Usually I feel like science and I get along pretty well. It provides me with a job, and in return, I support it by sneering at people with Creationist bumperstickers. I also have high hopes that the scientific method is eventually going to supply me with a suitable mate. After all, my best friend found her soon-to-be husband thanks to the eharmony guy, even if he is one of those anti-Darwin nuts (the eharmony guy, that is, of course, not my future bff-in-law– I wouldn’t put up with that).

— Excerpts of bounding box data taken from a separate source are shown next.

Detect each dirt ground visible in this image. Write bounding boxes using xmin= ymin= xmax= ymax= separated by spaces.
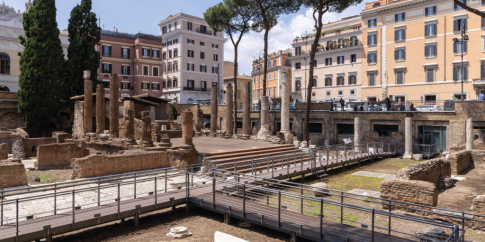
xmin=27 ymin=169 xmax=72 ymax=185
xmin=49 ymin=206 xmax=307 ymax=242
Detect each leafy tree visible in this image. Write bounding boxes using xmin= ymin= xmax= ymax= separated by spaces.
xmin=299 ymin=0 xmax=362 ymax=141
xmin=252 ymin=0 xmax=301 ymax=96
xmin=62 ymin=0 xmax=101 ymax=115
xmin=18 ymin=0 xmax=64 ymax=135
xmin=453 ymin=0 xmax=485 ymax=18
xmin=204 ymin=0 xmax=257 ymax=133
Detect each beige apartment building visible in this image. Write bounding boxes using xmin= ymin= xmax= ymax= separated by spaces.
xmin=251 ymin=49 xmax=292 ymax=105
xmin=159 ymin=13 xmax=227 ymax=103
xmin=290 ymin=16 xmax=362 ymax=102
xmin=361 ymin=0 xmax=485 ymax=105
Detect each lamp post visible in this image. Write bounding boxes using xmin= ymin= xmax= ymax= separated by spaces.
xmin=453 ymin=22 xmax=468 ymax=101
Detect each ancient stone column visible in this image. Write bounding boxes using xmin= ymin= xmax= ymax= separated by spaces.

But this week, I’m pretty sure science is out to get me. First there was this study. It found that single women die seven to 15 years sooner than married ones. Can you believe that? 15 years?!? I mean, I already knew that I had a 99% chance of being eaten by my cat (note to scientists: this and any following statistics are completely invented), but I had no idea that it would happen so soon. The data seems to require some kind of dramatic response, but what? The article reporting on the study was not much help, since its suggested survival technique was “staying positive.” Yeah, thanks, that effort was going a lot better before I read your stupid story.

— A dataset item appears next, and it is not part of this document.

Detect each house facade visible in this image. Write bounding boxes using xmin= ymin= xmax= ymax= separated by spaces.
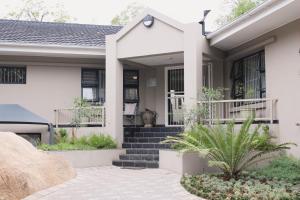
xmin=0 ymin=0 xmax=300 ymax=155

Despite this setback, I mustered my positive attitude and my belief in algorithms of love and (Hmm, if no one has written a romance novel called “Algorithms of Love” yet, I’m calling dibs. A spunky Victorian damsel in distress meets…a high school math teacher?)…anyway, I reactivated my online dating profile. I jumped into “Quickmatching,” an endlessly entertaining process where you get to rate guys with 1 to 5 stars based on a photo and a fraction of their profile– it’s basically Netflix but with vastly less information and higher stakes.

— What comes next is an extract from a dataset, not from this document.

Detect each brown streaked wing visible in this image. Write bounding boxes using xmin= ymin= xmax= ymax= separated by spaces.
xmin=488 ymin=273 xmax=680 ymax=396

The website quickly found me one guy with whom it said I’d be very compatible, and a review of his profile proved him to be so incredibly hateful that my married friend renamed him Mr. Misanthrope, and opened an account on the site solely to start a flame war with him. [I’m not kidding; here’s a sample of their conversation: An articulate–albeit spellcheck-challenged (e.g., “du jour” not “du juor” and “original thought” not “original though”)– computer genius like you should be able to live and work anywhere he likes. Is it that you enjoy feeling superior?]
He was bad, but one terrible match could fall within the confidence interval of their perfect calculations, right? So I didn’t give up, and moved on to the next suggestion. Who was my ex-boyfriend. Yup, that’s right, the guy I had broken up with just days before for being almost, but not quite, perfect for me. It not only raised a major rating dilemma (1 because we’re definitely not going to go out or 5 because he actually is a way better match than average?) but also, arguably, showed that the computers know exactly what they’re doing. Which brings me back to my original point. Damn you, science.